Gold, on the other hand, found another record high on Friday just below $1,250. With the dollar index just shy of a 14-month high, gold’s strength is especially notable. More on precious metals in today’s reader mail.
One symptom of things to come in the debt crisis: disclosures like this:
This is not a misprint. The Italian government, for its 60 million citizens, has a fleet of government cars 629,000 strong, more than six times that of the spendthrift United States. With names like Maserati and Ferrari, it’s hard to blame them… but 629,000? That’s half the population of New Hampshire.
“Hey guys, you never mention silver,” a reader writes. “Some people are probably investing in silver, as I am. I am more bullish on silver than gold. It is the poorer man’s gold. The percentage yield on silver will be better on silver than gold… I am interested in your opinions.”
The 5: That’s not entirely true. Traders bought silver up to $19.73 an ounce late last week, a record high in dollars, and have since bid it back down to around $19.20.
So where to from here?
One good place to look might be the gold-silver ratio.
That chart expresses how many ounces of silver you could buy with one ounce of gold, in U.S. dollars. If you’re a silver bull, you’re looking to buy high and sell low on this chart… a lower ratio means that silver is more expensive compared with gold than usual.
The ratio is at 63 today, just a tiny bit higher than the 10-year average. So by that metric, there is no “screaming buy” discrepancy between the two metals. But no “screaming sell,” either.
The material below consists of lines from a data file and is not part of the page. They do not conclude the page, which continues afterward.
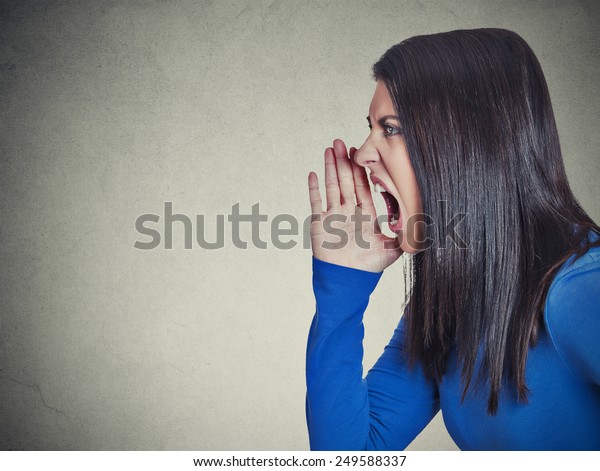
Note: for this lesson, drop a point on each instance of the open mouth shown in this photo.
(393, 207)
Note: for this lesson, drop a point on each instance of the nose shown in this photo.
(366, 154)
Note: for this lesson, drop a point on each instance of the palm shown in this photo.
(347, 233)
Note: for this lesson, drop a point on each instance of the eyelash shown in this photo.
(394, 131)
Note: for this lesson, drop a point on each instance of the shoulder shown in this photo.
(572, 314)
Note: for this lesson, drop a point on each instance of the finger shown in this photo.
(316, 205)
(332, 186)
(344, 171)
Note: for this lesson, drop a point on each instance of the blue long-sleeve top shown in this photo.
(388, 408)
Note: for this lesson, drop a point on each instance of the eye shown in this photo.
(390, 130)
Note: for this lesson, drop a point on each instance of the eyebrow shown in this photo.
(381, 121)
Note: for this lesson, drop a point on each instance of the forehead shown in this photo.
(381, 103)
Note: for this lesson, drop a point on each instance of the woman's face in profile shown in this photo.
(384, 153)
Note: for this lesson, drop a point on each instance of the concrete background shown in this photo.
(110, 109)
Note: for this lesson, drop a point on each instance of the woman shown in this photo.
(502, 326)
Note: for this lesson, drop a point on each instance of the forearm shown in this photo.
(337, 404)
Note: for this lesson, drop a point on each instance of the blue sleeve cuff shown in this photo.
(362, 280)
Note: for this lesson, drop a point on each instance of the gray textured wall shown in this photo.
(108, 109)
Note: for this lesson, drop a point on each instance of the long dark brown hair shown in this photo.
(480, 131)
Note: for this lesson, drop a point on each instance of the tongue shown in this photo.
(392, 205)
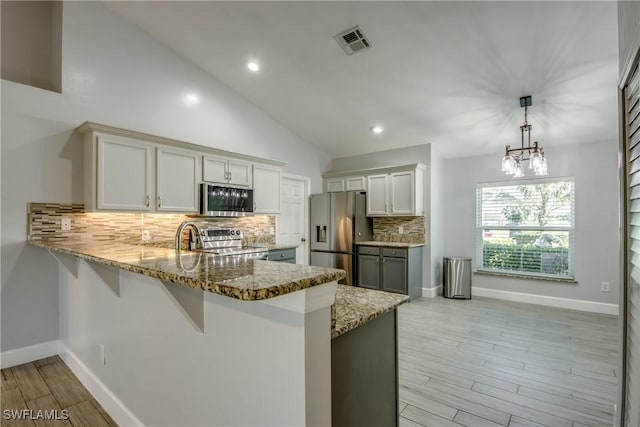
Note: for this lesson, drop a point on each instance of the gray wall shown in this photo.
(628, 32)
(115, 74)
(595, 170)
(437, 216)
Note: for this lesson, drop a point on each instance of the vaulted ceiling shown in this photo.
(446, 73)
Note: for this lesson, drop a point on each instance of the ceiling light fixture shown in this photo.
(514, 157)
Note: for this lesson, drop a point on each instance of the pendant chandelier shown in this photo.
(514, 157)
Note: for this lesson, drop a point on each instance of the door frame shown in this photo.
(307, 189)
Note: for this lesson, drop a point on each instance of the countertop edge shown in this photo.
(283, 288)
(392, 302)
(390, 244)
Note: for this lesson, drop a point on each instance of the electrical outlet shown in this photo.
(65, 223)
(102, 356)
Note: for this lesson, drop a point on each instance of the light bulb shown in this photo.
(535, 160)
(508, 164)
(543, 166)
(518, 171)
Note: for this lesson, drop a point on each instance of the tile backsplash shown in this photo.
(386, 229)
(44, 224)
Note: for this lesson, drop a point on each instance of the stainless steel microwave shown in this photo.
(220, 200)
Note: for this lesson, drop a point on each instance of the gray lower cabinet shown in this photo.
(391, 269)
(283, 255)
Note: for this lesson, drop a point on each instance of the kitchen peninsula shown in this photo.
(156, 328)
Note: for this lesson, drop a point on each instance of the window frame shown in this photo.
(480, 229)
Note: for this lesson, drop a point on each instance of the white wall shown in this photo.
(628, 32)
(115, 74)
(594, 167)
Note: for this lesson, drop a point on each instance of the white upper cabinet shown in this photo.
(348, 183)
(227, 171)
(397, 193)
(178, 176)
(378, 195)
(266, 189)
(122, 179)
(132, 171)
(402, 193)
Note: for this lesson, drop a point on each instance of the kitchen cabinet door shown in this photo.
(377, 195)
(240, 173)
(402, 193)
(266, 189)
(369, 271)
(214, 169)
(124, 174)
(394, 275)
(178, 176)
(227, 171)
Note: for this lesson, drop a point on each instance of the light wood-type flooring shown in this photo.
(49, 390)
(476, 363)
(485, 362)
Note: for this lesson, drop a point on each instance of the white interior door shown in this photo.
(293, 223)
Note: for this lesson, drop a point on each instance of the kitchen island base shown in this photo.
(251, 363)
(364, 375)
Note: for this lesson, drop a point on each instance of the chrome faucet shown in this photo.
(181, 228)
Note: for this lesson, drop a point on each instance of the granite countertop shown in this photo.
(356, 306)
(244, 280)
(390, 244)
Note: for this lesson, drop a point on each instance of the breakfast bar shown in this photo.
(143, 322)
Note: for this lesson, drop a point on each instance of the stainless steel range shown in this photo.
(225, 242)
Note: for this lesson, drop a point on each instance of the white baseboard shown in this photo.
(109, 401)
(28, 354)
(572, 304)
(432, 292)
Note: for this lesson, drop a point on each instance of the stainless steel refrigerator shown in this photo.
(338, 221)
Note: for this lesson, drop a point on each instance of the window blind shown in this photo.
(526, 227)
(631, 413)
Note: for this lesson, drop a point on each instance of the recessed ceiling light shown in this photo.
(191, 98)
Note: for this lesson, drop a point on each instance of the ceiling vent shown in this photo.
(352, 40)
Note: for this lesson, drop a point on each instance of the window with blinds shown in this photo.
(631, 385)
(526, 228)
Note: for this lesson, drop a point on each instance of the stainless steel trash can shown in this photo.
(456, 277)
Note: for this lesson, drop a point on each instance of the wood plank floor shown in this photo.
(55, 397)
(485, 362)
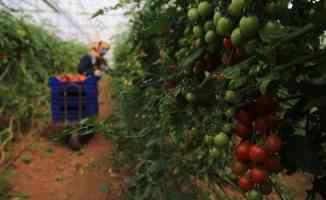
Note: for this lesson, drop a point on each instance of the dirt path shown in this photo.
(48, 171)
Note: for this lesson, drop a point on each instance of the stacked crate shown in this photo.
(73, 101)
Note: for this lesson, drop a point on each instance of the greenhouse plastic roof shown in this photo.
(71, 19)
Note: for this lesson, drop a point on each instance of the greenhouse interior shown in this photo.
(162, 100)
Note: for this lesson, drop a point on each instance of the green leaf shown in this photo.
(194, 55)
(232, 72)
(264, 83)
(236, 83)
(180, 196)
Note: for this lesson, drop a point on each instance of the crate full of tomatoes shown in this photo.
(73, 97)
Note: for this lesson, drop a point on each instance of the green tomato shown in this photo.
(193, 131)
(187, 31)
(182, 42)
(229, 96)
(224, 26)
(236, 37)
(210, 37)
(251, 46)
(140, 72)
(236, 7)
(271, 27)
(229, 112)
(249, 25)
(217, 17)
(190, 97)
(215, 153)
(198, 31)
(209, 25)
(205, 8)
(276, 9)
(208, 139)
(227, 127)
(228, 173)
(221, 140)
(193, 14)
(255, 195)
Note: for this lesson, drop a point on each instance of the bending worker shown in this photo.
(93, 63)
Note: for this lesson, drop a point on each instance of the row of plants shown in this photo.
(228, 92)
(29, 55)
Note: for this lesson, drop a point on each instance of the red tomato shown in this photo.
(173, 67)
(245, 117)
(239, 168)
(242, 130)
(245, 183)
(273, 143)
(266, 104)
(227, 43)
(257, 154)
(226, 59)
(242, 151)
(272, 121)
(266, 188)
(171, 84)
(273, 165)
(258, 175)
(261, 126)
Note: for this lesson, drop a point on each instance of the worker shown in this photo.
(93, 63)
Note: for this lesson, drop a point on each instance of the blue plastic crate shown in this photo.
(71, 102)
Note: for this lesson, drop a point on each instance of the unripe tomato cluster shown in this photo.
(235, 28)
(257, 155)
(216, 144)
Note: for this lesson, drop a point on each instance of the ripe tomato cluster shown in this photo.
(257, 154)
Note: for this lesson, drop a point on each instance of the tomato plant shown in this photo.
(274, 62)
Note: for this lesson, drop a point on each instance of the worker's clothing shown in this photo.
(89, 63)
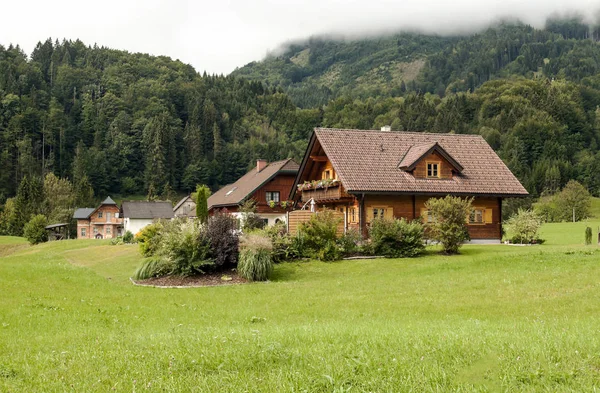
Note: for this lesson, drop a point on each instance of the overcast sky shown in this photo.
(220, 35)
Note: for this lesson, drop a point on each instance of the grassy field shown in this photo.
(496, 318)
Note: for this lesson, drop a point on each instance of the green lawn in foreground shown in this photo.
(495, 318)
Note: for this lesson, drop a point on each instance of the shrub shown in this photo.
(202, 194)
(128, 237)
(149, 239)
(523, 227)
(34, 231)
(396, 238)
(449, 225)
(318, 232)
(329, 252)
(156, 266)
(223, 239)
(186, 246)
(588, 236)
(255, 257)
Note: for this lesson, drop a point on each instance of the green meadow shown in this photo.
(495, 318)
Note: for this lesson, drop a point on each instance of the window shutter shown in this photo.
(389, 213)
(488, 215)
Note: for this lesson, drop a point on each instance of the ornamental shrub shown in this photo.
(320, 231)
(588, 236)
(222, 235)
(34, 231)
(397, 238)
(185, 244)
(523, 227)
(255, 262)
(449, 225)
(149, 239)
(128, 237)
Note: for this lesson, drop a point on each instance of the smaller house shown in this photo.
(102, 222)
(267, 184)
(185, 208)
(138, 214)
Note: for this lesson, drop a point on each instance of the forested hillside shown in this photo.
(129, 123)
(322, 68)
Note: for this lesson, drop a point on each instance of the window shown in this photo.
(433, 169)
(353, 215)
(427, 216)
(272, 196)
(477, 216)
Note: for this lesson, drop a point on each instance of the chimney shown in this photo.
(261, 164)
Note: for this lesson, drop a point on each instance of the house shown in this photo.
(137, 214)
(372, 174)
(102, 222)
(186, 207)
(268, 184)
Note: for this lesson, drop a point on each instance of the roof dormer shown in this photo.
(430, 161)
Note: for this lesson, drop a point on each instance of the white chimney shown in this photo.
(261, 164)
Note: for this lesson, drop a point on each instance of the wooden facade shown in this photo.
(103, 223)
(360, 209)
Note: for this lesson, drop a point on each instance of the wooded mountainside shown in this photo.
(130, 123)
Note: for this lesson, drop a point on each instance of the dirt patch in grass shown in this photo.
(205, 280)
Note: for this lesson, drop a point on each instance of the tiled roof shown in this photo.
(147, 209)
(182, 201)
(109, 201)
(234, 194)
(368, 161)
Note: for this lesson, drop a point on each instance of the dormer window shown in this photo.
(433, 169)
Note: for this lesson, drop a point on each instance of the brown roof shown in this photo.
(236, 193)
(369, 161)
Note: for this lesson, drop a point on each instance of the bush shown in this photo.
(449, 225)
(396, 238)
(523, 227)
(255, 257)
(156, 266)
(128, 237)
(149, 239)
(186, 245)
(329, 252)
(349, 241)
(588, 236)
(223, 239)
(34, 231)
(319, 232)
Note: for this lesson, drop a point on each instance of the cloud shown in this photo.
(219, 35)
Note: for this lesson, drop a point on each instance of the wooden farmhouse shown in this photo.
(102, 222)
(367, 175)
(268, 184)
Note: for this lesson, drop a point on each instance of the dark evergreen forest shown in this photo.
(127, 123)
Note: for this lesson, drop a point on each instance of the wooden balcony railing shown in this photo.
(320, 194)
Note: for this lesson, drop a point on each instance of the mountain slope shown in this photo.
(322, 68)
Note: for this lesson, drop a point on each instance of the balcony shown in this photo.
(330, 193)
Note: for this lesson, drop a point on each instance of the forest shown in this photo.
(120, 123)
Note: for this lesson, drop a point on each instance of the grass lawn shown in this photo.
(496, 318)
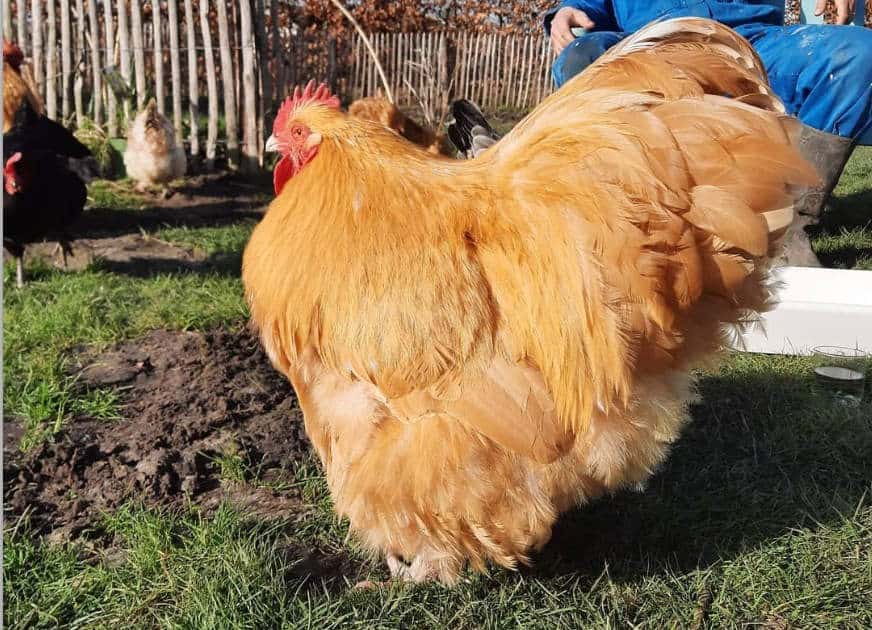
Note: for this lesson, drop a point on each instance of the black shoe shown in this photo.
(470, 131)
(828, 153)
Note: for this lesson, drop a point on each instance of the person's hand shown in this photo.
(844, 11)
(564, 20)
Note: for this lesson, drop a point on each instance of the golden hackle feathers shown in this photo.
(18, 86)
(478, 345)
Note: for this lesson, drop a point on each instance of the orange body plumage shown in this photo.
(480, 345)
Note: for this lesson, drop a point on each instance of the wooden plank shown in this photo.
(79, 81)
(111, 100)
(228, 83)
(250, 156)
(261, 59)
(211, 85)
(96, 76)
(124, 52)
(51, 69)
(37, 54)
(354, 87)
(21, 24)
(138, 52)
(157, 44)
(175, 65)
(7, 20)
(66, 61)
(278, 51)
(193, 80)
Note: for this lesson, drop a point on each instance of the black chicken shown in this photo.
(42, 194)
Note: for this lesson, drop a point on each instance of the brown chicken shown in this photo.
(18, 85)
(381, 110)
(480, 345)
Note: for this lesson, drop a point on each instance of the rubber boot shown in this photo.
(470, 131)
(828, 153)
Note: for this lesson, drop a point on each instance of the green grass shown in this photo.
(844, 238)
(105, 194)
(762, 516)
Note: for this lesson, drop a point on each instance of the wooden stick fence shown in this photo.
(208, 62)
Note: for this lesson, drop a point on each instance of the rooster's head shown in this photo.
(301, 124)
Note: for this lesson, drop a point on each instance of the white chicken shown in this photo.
(153, 156)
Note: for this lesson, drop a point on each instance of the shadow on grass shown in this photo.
(762, 456)
(226, 264)
(108, 222)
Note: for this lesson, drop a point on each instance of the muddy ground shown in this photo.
(187, 400)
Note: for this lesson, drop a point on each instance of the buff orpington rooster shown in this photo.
(478, 346)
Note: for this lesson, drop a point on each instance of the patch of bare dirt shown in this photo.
(187, 398)
(119, 238)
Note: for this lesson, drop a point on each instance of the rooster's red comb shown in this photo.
(304, 96)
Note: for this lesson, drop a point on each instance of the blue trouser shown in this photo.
(822, 73)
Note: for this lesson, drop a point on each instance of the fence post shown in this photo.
(66, 59)
(175, 65)
(36, 33)
(228, 84)
(111, 113)
(79, 83)
(21, 20)
(264, 78)
(278, 52)
(138, 52)
(124, 50)
(211, 85)
(157, 37)
(51, 66)
(193, 83)
(7, 21)
(250, 157)
(97, 86)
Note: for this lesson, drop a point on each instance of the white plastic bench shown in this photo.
(818, 307)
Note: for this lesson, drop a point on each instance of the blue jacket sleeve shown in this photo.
(599, 11)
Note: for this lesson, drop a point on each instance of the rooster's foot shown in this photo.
(65, 250)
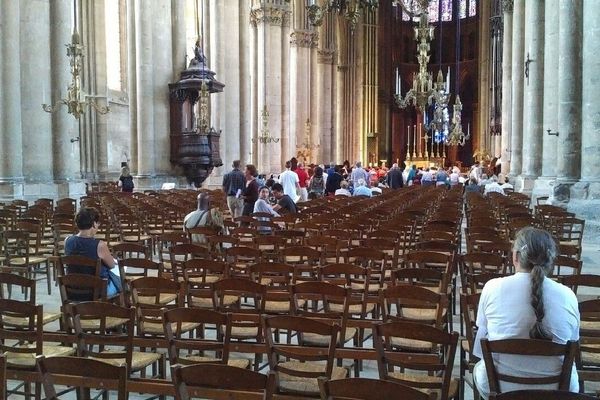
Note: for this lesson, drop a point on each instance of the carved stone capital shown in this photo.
(507, 6)
(325, 56)
(308, 39)
(275, 16)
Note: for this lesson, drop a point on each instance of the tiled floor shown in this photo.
(591, 265)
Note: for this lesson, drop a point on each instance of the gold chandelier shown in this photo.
(76, 101)
(349, 9)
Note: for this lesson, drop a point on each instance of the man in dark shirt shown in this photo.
(394, 177)
(234, 182)
(285, 204)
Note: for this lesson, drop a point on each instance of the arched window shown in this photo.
(116, 38)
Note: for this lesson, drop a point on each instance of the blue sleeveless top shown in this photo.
(83, 246)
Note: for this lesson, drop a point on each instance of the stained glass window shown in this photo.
(472, 8)
(446, 10)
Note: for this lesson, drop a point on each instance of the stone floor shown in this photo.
(591, 265)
From a macro perspective — just as we’re inclined to view gold — we’re inclined to think silver is a good buy, as are most precious metals.
If you’d like a particular buys in the silver market see Byron King’s recommendations behind this promotional effort. From an ethical and commercial standpoint, our analysis is free, but the recommendations remain the province of paying readers. Thank you for understanding.
Cheers from Beijing,
The 5.Min. Forecast
P.S. We’ve only on our first day here outside the Forbidden City. We’ve met several publishers and a venture capitalist. Tomorrow, we’re visiting the Bank of China and some fellow observers from TheStreet.com. Again, we’ll keep you posted. Thanks for tuning in.